Motel Phoenix
Figurez-vous qu’en mai passé, votre serviteur s’est rendu sur le toit d’un motel à l’abandon, à Bevaix, en Suisse, avec deux acolytes (qui se reconnaîtront), pour en démonter les cinq lettres néon emblématiques, et les sauver d’une destruction annoncée. À l’heure où vous lisez ces lignes, le bâtiment n’est sans doute plus que poussière, et dans quelque temps, un centre commercial aura pris sa place.
Partout dans le monde, les motels ferment, tombent en ruine, disparaissent. À San Luis Obispo, en Californie, le fameux Milestone Mo-Tel, construit en 1925 et reconnu comme le premier «motor hotel» de l’histoire, est vide, quasi à l’abandon, son terrain ne servant plus qu’à accueillir les voitures des employés du grand inn voisin, venu lui faire irrémédiablement ombrage. Son fameux sign est encore là, confirmant bien qu’il s’agit du «First Motel in the World», mais la scène, il faut le reconnaître, ne ressemble plus à rien.
EN MOUVEMENT
En 2003, dans son fameux essai Lieu commun, Bruce Bégoût, que nous avons eu le plaisir de rencontrer (lire en page 38), expliquait à quel point le motel était emblématique d’une mutation fondamentale de la société contemporaine. L’homme n’est plus sédentaire, il se met en mouvement, au point d’effacer ses centres et de se fondre dans le flux des réseaux. Mais la vitesse a augmenté, le mouvement s’est emballé, contraignant les réseaux à évoluer (jusqu’à prendre les airs), laissant les motels au bord de routes que plus personne n’emprunte.

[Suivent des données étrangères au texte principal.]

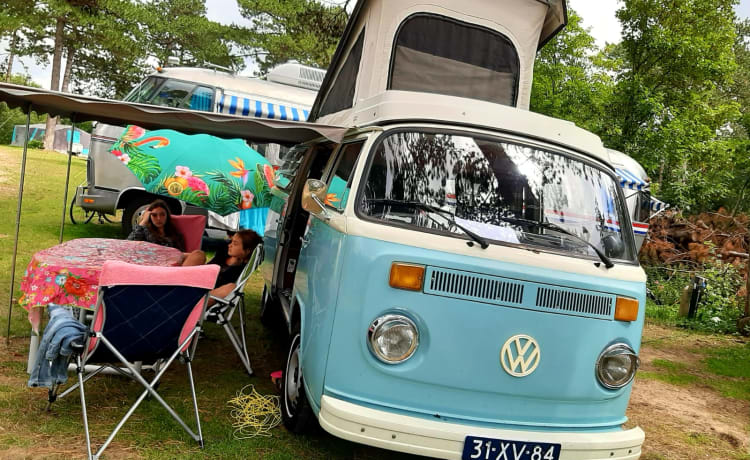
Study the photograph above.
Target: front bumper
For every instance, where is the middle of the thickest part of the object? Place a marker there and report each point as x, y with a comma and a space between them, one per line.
446, 440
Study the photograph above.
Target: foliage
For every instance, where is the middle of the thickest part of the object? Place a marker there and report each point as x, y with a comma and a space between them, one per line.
304, 30
720, 307
667, 104
567, 83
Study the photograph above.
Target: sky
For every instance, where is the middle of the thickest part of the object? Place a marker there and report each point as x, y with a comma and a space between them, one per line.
598, 15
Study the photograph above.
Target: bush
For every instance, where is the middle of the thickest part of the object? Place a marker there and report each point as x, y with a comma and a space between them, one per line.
36, 144
719, 308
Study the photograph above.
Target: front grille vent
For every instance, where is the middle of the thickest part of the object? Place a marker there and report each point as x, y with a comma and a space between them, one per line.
453, 283
574, 302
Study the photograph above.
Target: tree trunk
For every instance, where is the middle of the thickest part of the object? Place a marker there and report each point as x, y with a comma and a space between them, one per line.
68, 70
49, 133
11, 55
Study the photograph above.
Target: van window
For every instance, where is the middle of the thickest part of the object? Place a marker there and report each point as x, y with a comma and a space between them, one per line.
144, 91
173, 93
341, 180
341, 94
440, 55
510, 193
201, 99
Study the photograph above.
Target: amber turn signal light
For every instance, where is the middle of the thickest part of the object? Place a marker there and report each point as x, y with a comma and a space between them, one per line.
406, 276
626, 309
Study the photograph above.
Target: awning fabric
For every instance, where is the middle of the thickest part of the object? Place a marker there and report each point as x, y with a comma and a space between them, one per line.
630, 180
658, 205
154, 117
235, 105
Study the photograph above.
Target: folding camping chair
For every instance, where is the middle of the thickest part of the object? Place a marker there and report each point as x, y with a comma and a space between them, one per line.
191, 226
223, 310
144, 313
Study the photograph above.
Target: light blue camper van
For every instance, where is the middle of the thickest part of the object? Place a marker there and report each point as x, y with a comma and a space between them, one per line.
459, 275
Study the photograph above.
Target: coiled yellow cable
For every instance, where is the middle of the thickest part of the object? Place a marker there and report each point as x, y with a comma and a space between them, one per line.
254, 414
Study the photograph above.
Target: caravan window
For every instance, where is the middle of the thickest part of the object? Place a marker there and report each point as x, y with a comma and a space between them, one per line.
436, 54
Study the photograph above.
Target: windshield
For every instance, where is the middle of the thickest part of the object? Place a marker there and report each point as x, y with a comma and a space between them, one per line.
173, 93
505, 192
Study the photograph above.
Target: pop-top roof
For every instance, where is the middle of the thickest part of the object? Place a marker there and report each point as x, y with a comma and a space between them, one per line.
479, 49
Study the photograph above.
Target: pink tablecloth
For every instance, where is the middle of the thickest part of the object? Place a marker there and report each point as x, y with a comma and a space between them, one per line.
68, 274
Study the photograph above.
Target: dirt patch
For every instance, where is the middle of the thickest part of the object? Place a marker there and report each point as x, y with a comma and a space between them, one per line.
686, 422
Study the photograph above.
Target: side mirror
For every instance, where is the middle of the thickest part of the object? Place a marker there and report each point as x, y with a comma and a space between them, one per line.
313, 196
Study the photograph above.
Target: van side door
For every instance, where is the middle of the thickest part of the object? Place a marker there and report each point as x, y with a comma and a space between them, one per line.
319, 269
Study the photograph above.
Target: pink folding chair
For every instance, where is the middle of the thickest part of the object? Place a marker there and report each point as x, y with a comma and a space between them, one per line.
149, 314
191, 226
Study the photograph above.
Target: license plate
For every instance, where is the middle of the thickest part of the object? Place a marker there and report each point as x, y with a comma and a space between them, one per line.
501, 449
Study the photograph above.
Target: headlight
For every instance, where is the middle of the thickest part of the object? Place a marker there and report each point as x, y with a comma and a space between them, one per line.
616, 366
393, 338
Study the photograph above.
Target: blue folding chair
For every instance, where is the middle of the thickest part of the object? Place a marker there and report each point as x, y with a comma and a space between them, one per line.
148, 314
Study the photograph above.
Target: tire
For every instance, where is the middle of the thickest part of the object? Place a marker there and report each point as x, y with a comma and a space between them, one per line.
269, 309
78, 215
296, 412
133, 212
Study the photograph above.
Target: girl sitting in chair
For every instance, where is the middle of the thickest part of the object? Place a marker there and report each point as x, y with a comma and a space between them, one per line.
155, 226
232, 260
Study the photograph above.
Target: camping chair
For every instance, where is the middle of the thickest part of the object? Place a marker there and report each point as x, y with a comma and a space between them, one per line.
191, 226
144, 313
223, 310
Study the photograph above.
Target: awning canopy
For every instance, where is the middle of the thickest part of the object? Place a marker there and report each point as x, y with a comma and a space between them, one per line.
87, 108
235, 105
630, 180
658, 205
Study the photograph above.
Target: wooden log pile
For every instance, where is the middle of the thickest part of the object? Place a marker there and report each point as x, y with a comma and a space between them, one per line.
695, 240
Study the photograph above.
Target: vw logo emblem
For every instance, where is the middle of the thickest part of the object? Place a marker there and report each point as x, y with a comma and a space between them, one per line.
520, 355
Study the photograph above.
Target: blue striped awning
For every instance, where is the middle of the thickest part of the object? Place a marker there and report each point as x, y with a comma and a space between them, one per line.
658, 205
235, 105
630, 180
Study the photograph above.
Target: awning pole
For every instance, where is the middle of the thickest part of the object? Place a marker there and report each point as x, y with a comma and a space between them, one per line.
18, 221
67, 175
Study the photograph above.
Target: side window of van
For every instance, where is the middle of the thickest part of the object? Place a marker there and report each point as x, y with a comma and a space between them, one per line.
173, 93
341, 180
201, 99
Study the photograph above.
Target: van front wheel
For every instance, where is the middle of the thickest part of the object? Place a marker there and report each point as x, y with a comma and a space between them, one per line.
295, 409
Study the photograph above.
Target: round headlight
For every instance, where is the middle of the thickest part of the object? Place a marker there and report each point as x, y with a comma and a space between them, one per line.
393, 338
616, 366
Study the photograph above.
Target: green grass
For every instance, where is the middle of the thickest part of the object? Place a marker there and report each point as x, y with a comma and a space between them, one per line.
150, 433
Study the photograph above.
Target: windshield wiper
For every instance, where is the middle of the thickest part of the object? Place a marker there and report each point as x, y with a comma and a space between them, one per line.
452, 217
550, 226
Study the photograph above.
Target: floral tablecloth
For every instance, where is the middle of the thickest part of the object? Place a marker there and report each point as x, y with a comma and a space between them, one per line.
68, 274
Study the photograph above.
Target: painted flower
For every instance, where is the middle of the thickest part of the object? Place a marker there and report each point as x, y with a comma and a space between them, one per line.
268, 172
183, 171
240, 172
75, 286
175, 185
133, 132
330, 199
197, 184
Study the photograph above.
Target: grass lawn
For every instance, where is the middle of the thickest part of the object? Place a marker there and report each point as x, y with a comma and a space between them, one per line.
28, 431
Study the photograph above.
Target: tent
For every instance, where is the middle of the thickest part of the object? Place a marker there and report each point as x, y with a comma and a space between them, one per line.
84, 108
81, 138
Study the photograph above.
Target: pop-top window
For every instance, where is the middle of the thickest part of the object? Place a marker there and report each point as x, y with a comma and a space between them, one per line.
434, 54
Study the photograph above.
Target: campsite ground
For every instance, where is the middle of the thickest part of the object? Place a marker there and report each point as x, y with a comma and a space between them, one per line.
691, 396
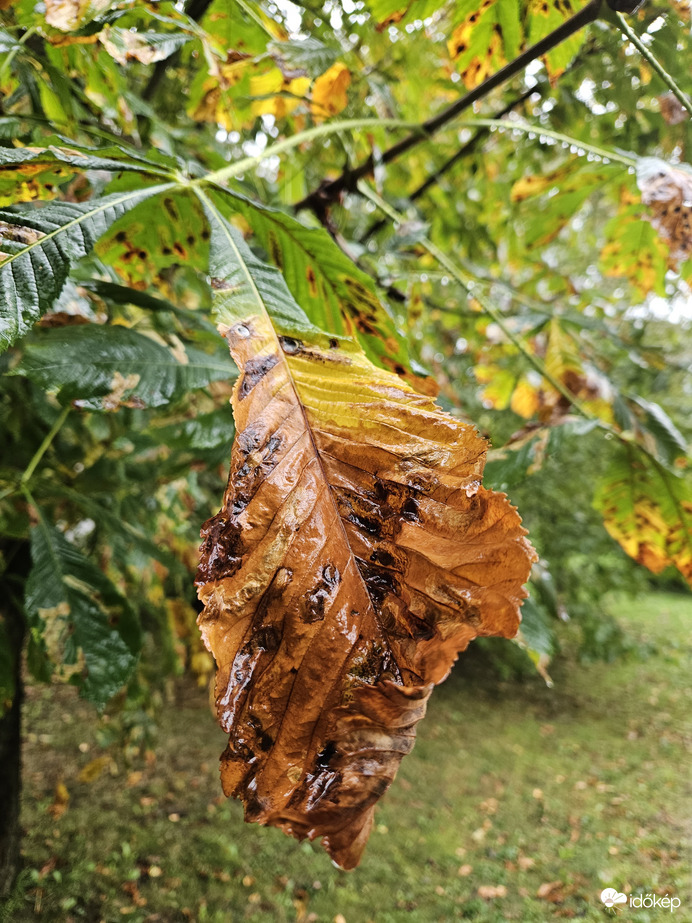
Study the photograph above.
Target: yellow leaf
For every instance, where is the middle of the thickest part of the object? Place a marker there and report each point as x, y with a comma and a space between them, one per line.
329, 95
525, 400
275, 94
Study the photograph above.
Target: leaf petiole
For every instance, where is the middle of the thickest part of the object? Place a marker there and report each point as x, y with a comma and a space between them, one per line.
539, 130
43, 448
632, 36
320, 131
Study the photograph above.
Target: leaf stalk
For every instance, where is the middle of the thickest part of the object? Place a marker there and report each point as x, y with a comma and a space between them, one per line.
646, 53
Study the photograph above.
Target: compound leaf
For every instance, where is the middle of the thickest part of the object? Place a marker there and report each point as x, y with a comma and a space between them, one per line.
89, 633
38, 250
355, 554
648, 511
107, 367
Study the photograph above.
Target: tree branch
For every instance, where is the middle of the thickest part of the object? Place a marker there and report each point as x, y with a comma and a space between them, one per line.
682, 97
330, 191
463, 151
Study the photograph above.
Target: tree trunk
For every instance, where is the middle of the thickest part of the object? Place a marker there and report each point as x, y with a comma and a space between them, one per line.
12, 633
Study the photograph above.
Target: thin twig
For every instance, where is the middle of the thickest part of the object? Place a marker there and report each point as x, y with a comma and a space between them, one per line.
329, 191
45, 445
682, 97
195, 10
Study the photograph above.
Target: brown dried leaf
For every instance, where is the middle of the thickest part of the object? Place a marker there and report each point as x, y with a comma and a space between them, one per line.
667, 191
354, 556
672, 109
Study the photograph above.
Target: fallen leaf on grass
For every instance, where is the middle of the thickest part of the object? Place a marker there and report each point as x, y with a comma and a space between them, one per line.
551, 891
488, 892
94, 769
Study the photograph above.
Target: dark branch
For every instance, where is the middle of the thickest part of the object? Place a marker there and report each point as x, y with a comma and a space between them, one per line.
330, 191
463, 151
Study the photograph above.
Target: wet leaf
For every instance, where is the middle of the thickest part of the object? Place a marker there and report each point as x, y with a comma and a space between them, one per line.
648, 510
355, 543
329, 92
39, 249
108, 367
89, 632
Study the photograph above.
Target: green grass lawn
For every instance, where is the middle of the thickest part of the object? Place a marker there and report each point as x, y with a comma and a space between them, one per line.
519, 802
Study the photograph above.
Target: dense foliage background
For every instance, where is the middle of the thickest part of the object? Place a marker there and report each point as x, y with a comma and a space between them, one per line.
532, 256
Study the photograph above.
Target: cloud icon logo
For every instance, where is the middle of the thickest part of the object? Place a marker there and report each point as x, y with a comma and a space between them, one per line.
610, 897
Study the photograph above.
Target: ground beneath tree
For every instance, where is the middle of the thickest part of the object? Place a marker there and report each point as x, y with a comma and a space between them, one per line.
519, 802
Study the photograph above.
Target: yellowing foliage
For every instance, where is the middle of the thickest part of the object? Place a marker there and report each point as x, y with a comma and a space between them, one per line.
329, 95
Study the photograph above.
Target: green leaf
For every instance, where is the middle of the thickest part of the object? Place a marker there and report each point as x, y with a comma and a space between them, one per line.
112, 158
104, 368
537, 636
249, 278
204, 433
40, 247
87, 632
148, 241
124, 45
669, 443
335, 294
307, 54
514, 462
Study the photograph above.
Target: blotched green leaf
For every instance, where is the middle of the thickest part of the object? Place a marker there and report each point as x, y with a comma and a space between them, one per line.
39, 249
335, 294
89, 633
108, 367
648, 510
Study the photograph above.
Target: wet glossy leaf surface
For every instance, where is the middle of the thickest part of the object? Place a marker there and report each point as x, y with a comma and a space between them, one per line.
354, 556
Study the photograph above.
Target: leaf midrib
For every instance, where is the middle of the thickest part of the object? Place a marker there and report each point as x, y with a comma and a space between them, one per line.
260, 301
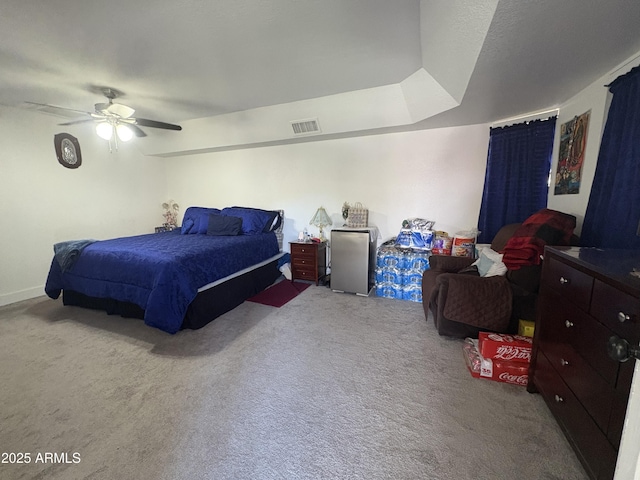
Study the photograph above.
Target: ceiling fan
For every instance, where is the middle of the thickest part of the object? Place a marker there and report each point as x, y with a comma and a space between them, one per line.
113, 120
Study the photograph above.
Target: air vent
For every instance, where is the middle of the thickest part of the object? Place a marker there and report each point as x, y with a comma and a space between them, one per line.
306, 127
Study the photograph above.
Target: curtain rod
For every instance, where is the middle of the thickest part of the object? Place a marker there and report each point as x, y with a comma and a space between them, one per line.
617, 69
529, 115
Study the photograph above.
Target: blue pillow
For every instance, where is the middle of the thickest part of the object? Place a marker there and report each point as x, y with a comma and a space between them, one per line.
272, 217
224, 225
200, 218
254, 221
187, 225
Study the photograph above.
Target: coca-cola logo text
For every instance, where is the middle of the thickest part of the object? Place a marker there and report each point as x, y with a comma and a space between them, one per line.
510, 352
517, 379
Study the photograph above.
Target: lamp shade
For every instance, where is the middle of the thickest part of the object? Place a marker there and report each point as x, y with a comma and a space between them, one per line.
321, 218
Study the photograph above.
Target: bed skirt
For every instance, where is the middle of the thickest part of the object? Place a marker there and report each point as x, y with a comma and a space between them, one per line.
207, 306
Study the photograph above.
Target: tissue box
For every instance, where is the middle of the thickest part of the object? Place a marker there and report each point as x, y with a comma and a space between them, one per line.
526, 328
499, 346
515, 373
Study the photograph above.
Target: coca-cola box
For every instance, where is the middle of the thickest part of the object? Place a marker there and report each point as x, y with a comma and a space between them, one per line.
516, 373
499, 346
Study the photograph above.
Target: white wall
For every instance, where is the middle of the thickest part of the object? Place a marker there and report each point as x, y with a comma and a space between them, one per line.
434, 174
44, 203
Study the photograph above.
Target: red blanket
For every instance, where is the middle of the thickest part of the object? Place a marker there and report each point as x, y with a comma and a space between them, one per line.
546, 227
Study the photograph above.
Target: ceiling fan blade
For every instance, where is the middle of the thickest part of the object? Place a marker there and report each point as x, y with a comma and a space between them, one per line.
121, 110
75, 122
101, 107
137, 131
145, 122
55, 110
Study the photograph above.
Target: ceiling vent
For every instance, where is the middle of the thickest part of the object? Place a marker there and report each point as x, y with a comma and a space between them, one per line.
308, 126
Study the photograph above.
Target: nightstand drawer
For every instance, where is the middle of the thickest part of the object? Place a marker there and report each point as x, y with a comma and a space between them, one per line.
305, 274
304, 261
298, 250
308, 261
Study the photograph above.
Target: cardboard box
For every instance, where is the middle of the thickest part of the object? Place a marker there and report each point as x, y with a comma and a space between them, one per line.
499, 346
515, 373
526, 328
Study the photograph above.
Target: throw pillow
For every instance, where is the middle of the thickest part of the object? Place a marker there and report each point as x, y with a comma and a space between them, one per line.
490, 263
220, 225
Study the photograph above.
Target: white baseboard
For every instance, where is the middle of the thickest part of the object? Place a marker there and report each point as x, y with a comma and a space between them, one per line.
7, 298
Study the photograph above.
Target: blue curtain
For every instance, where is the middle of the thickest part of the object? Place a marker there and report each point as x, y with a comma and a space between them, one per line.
613, 212
515, 183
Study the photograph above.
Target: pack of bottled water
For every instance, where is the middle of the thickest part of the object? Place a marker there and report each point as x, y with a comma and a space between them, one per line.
399, 272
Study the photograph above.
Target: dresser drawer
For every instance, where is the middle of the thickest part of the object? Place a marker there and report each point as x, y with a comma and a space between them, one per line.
566, 323
594, 392
592, 447
572, 284
617, 310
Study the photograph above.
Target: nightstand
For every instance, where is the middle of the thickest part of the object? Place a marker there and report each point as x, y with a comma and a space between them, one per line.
308, 261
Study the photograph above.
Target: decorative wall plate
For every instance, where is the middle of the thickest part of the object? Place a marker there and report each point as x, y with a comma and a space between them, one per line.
67, 150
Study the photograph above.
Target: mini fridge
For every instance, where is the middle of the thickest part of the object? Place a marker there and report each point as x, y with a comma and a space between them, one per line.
353, 256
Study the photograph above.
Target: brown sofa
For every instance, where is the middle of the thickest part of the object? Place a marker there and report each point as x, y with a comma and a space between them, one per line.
464, 304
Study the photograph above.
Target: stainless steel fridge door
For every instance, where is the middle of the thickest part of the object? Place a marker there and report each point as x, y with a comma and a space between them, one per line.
350, 261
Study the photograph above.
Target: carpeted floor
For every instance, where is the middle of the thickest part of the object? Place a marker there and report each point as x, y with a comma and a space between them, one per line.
280, 293
330, 386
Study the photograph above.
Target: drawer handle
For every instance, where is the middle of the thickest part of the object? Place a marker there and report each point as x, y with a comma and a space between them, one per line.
620, 350
623, 317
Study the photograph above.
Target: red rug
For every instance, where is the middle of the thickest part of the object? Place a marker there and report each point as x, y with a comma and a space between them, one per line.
280, 293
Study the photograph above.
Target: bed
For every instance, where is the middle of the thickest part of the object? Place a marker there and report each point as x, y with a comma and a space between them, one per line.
184, 278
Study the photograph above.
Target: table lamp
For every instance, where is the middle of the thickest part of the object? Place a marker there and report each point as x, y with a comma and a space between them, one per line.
321, 219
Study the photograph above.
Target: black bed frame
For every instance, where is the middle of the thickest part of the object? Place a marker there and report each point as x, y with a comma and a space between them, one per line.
207, 306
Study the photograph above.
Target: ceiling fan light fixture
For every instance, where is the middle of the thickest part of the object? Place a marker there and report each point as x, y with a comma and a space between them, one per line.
104, 130
124, 132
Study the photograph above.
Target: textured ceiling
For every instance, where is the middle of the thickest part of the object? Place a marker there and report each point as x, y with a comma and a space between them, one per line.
187, 59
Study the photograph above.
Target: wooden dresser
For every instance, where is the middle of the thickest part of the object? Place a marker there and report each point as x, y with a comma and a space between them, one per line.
308, 260
587, 296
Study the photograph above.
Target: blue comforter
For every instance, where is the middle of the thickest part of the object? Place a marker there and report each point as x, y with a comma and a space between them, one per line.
159, 272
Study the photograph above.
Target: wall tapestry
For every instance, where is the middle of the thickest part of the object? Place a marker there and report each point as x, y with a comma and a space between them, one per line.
573, 142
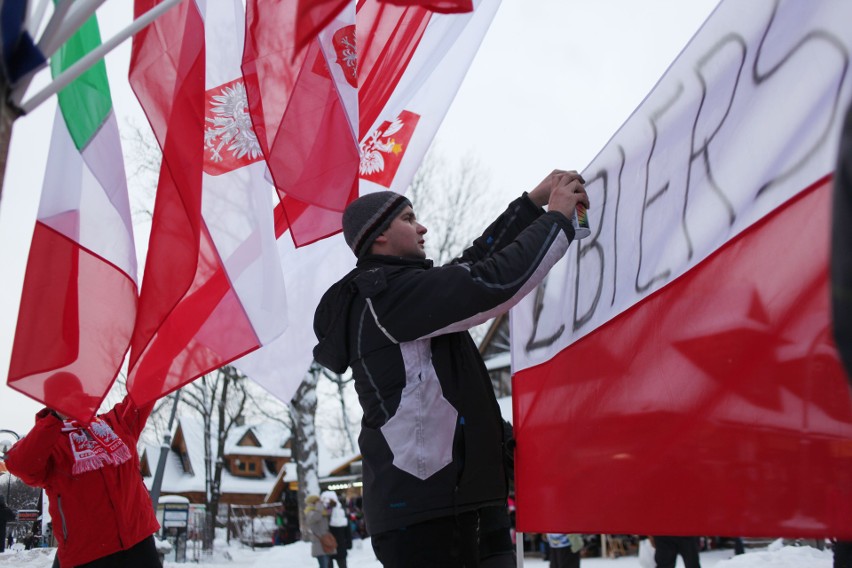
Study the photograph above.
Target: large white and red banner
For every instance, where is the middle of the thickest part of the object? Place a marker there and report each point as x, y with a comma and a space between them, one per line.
410, 64
676, 372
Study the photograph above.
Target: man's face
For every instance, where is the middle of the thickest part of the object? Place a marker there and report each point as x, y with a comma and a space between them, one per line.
403, 237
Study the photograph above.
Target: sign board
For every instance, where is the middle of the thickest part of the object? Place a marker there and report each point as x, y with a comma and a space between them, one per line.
175, 515
28, 515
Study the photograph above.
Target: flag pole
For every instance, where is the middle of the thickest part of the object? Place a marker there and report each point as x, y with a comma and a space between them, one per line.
92, 57
74, 17
34, 18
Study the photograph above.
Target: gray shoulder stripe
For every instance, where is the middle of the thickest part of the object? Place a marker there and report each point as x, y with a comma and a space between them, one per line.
367, 371
556, 251
379, 325
551, 235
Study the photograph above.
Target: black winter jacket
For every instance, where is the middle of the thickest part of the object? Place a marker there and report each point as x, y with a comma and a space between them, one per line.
432, 431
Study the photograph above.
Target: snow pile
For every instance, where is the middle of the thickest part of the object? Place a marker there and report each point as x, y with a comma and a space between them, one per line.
779, 556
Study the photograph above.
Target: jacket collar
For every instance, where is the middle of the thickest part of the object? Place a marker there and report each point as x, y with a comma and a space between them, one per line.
373, 260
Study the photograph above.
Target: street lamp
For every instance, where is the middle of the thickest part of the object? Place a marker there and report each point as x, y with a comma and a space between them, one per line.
4, 447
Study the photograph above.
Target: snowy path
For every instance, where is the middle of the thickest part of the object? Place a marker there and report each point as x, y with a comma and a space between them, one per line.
298, 556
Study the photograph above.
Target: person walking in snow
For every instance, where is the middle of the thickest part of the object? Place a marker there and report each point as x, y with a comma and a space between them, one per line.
338, 525
432, 434
6, 515
668, 547
316, 522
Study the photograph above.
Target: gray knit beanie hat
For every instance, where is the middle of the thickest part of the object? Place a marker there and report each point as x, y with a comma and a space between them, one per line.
368, 216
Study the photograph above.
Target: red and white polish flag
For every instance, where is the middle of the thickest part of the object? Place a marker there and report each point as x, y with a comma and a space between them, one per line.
403, 94
213, 288
676, 372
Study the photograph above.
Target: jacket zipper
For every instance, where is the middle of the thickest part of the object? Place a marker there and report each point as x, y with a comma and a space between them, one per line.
62, 518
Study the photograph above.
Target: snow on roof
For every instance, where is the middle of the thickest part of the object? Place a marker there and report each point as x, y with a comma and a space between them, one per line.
176, 480
270, 435
499, 361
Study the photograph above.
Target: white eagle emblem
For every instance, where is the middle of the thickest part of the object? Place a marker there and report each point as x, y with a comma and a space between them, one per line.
230, 126
378, 143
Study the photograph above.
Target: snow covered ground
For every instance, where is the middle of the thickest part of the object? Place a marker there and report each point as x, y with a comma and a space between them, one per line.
298, 555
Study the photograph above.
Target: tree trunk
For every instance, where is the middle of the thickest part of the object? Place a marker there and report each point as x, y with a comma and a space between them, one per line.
216, 484
303, 408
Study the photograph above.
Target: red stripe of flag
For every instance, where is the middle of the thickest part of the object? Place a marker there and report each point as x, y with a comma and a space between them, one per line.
739, 425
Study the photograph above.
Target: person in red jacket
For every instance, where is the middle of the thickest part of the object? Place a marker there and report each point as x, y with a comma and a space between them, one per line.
101, 511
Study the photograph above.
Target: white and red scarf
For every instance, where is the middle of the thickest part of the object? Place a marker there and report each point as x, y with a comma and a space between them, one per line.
95, 446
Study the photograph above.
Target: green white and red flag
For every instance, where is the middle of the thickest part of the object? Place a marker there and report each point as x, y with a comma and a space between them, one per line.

Cette histoire du motel, de son apparition à sa mort, Laurent de Sutter nous la raconte dans l’essai qui constitue le coeur de ce numéro (page 22). Reste à expliquer pourquoi nous avons décidé de nous intéresser à quelque chose qui est tombé dans l’«insignifiance», de laquelle on ne peut plus qu’«éprouver la nostalgie», selon les dires du philosophe? Cette nostalgie, justement, est parfois puissamment fertile – on le voit avec le disque vinyl, dont le retour en grâce n’a rien d’anecdotique.
UN HAVRE DANS LA VILLE
Il y a, rue Eddy à San Francisco, un motel de 1956 dont le nom est désormais providentiel: Phoenix. Disons-le, il ne s’agit pas d’un spécimen orthodoxe, tant il est vrai qu’il est en ville (plutôt qu’en bordure de route), et qu’il n’offre pas de parking privatif avec accès direct à la chambre. Néanmoins, on y retrouve cette esthétique et cette ambiance si caractéristiques. Racheté en 1986, il est devenu un haut-lieu de culture grâce à son immense parking susceptible d’accueillir les «tour bus» des plus fameux groupes de rock’n’roll (à propos de tournées, lire l’article de Bernie Wildisch en page 70).
Aujourd’hui, le Phoenix est un lieu de vie, où les voyageurs et les voisins se retrouvent, tantôt pour un verre ou un repas, tantôt pour un yoga, tantôt pour un concert ou une soirée festive. Un havre dans la ville, qui se nourrit de la simplicité essentielle des lieux – une simplicité, en rupture dans l’effervescence de la mégalopole moderne, source ici de détente, d’ouverture d’esprit et de créativité. La preuve que, si le motel ne «sert» plus à rien, son génie n’est pas, partout, complètement éteint, et peut renaître sous des formes inattendues. Le motel est mort – vive le motel!
Bonne lecture, et merci de prendre la route avec nous!